In this article, we are going to look at this from the perspective of meeting bottom-line targets. In this type of transformation, the CFO and finance teams play a critical role in setting the targets, but also in providing the necessary discipline in minimizing value leakage.
Taking this approach can be very beneficial in driving innovation if you have a CFO that understands the business. Still, the reverse is that if your CFO is more like a financial controller who is just looking at numbers, the results can be tragic. I have experienced this first hand, and some of the statements that I have heard are “Operations has 80% of the headcount budget, reduce it by 60%.”; “The Cost to Serve is too high.” If you are thinking to yourself, I have heard these before, you are not alone, but they need context plus the data needs to be correct. As I reflect on the above experience, what was interesting is that the reason the cost for operations, as well as the Cost to Serve, was that they had bundled the sales and marketing costs under operations. What was strange when we analyzed the data correctly that the most expensive department in the business was Finance, but they would never cut their team. If you are working with incorrect data, you are already in trouble.
I digress; why are there variations between the proposed changes and expected savings to the results achieved? Aside from the apparent reason that the business sets high expectations, but isn’t willing to put in the hard yards to achieve this or fails to set clear goals and accountability, there are three reasons which I have seen.
Under Delivery of the Initiative
The initiative doesn’t meet up to the projected benefits. Some examples of this are “a new product takes longer to launch than planned,” or the uptake of a new service fails to meet adoption rates.
These are events that are outside the control of the company, such as currency fluctuations, increased cost in labor, or raw materials.
Underperformance in other Business Functions
Management actions that erode the value achieved via the change actions. An example that I have seen many times is the savings funneled from the initiative to other underperforming business functions in the hope that they will improve. A common area I have seen this is with increasing marketing budgets to attract more customers, but without making any changes to the current process (good money after bad if it is not working well today).
BHAG — Big Hairy Audacious Goals
BHAG is an idea that was conceptualized by Jim Collins and Jerry Porras in the book “Built to Last: Successful Habits of Visionary Companies.”
If you want to transform your business and see the results show up on the “bottom-line,” you need to ditch the approach that so many companies use is “what we did last year?” This mindset is limiting in that it creates the behavior of “as long as we do better than last year; we are good.”
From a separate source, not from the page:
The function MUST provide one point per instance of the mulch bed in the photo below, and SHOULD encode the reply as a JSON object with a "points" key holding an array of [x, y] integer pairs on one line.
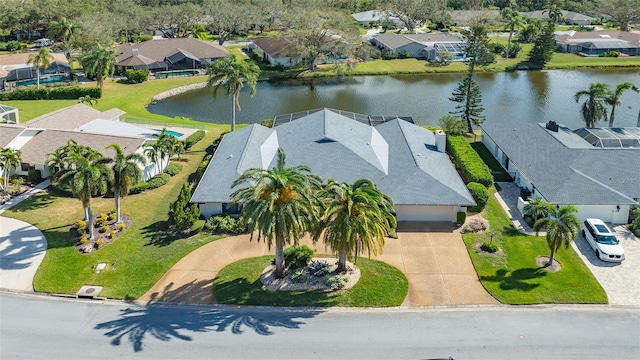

Start thinking in terms of overarching objectives of growth, operational excellence, and business structure. Once you have set these, then it is vital to work with the finance team, who should be the ones that set the ground rules. Any initiative needs to have a formal evaluation with the finance team to ensure that the financial calculations and risk assessments are correct instead of what we often see today is that it becomes a finance problem when an issue arises. The plan should also include explicit, measurable objectives (I prefer OKR’s, but it can work with KPI’s as well) and who is accountable for the attainment of these.
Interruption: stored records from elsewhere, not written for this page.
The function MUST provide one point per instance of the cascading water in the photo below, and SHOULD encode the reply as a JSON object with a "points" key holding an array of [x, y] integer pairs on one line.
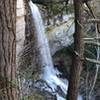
{"points": [[44, 55]]}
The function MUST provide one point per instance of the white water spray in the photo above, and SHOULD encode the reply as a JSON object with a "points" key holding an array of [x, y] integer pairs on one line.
{"points": [[44, 56]]}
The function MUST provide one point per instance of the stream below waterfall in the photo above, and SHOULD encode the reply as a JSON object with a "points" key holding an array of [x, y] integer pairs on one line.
{"points": [[50, 74]]}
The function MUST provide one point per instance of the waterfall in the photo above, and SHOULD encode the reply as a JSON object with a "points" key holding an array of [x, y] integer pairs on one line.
{"points": [[44, 55]]}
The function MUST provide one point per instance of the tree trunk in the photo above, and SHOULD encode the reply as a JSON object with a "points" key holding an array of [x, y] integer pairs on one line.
{"points": [[8, 50], [76, 67]]}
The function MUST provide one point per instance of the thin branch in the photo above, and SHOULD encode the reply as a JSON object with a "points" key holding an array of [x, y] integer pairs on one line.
{"points": [[92, 60], [95, 38], [94, 20]]}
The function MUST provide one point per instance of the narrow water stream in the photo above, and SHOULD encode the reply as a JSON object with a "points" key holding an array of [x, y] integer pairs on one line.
{"points": [[50, 74]]}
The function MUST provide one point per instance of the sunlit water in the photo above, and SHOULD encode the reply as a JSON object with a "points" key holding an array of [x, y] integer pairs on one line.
{"points": [[44, 55]]}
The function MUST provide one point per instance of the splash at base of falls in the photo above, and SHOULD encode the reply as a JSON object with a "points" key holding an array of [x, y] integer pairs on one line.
{"points": [[50, 75]]}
It is common that when we undertake any transformation effort that we separate this from day-to-day operations. I’m afraid I have to disagree with this approach as it insulates the project from the rest of the business, which misses an opportunity to get buy-in from employees very early in the process, which is key to the success of any transformation project.
There needs to be integration in forecasts, reporting, and budgeting as well as any transformation project. Integrated reporting provides a single view that gives everyone a clear understanding of the investments that the company is making, the impact of these investments, and how the business overall is performing. This clarity in communication is a critical component in any successful change initiative.
For any transformation, the CFO and Finance teams must work closely with the business leaders to articulate and track the value of the respective initiatives. As the change is underway, the reports should be combined and integrated with the daily operations reports. The “single-stream view” will provide the CEO and other executives with clarity around which aspects are working and which aren’t.
By taking this approach, it will become easier to answer the question, “how is this impacting our bottom-line?”